Psysical tasks can be performed most efficiently when a helper is physically co-present. Having a remote helper leads to better performance than working alone, but having a remote helper is not as effective as having a helper working by one’s side. The visual information was valuable for keeping haware of the changing state of the task.
Communication was more efficient in the side-by-side condition, where the helper spent more time telling the worker what to do. In the mediated condition, not only the dialogues longer, but their focus shifted: more speaking turns are devoted to acknowledging the partners’ messages.
One of the limits of this study is that they used an head-mounted video camera to show to the worker the focus of attention of the helper. This might not give the right information as the worker’s camera view might still contain too much information to be effectively used.
The authors conclude with four implications for design that I report below:
(1) Provide people with a wide field of view, including both task objects and the wider environment, so that they can more easily maintain task awareness and ground conversations;
(2) Clarify what is part of the shared visual space.
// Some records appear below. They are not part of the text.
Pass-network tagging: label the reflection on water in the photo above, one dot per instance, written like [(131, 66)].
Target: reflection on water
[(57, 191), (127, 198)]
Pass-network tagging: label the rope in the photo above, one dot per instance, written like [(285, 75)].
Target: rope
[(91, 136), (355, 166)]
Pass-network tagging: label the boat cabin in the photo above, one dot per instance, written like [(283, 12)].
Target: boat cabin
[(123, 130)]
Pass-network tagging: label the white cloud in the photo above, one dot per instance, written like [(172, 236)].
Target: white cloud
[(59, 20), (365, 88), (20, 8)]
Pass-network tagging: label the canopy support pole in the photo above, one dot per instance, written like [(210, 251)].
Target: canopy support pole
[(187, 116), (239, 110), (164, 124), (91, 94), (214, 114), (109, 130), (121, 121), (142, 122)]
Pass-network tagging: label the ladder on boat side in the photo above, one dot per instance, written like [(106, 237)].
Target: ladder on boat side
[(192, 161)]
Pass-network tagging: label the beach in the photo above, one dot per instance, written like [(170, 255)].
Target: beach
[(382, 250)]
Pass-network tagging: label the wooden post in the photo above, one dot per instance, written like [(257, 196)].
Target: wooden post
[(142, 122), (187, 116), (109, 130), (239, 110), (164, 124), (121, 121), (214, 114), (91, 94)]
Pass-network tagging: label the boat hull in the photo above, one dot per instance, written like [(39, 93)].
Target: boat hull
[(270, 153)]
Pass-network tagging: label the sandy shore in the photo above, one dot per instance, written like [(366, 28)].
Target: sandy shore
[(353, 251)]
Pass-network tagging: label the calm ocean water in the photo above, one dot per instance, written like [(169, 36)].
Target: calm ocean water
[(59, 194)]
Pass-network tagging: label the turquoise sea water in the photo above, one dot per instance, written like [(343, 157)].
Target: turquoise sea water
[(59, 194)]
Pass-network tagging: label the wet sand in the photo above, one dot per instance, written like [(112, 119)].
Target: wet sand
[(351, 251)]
All parties to the task should have a clear understanding of what one another can see; that is, the contents of the shared visual space should be part of participants’ mutual knowledge or common ground;
(3) Provide mechanisms to allow people to track one another’s focus of attention. When people can see where each person is looking, it is easier to establish common ground;
(4) Provide support for gesture within the shared visual space. Talking about things is most efficient when people can use a combination of deictic expressions and gestures to refer to task objects.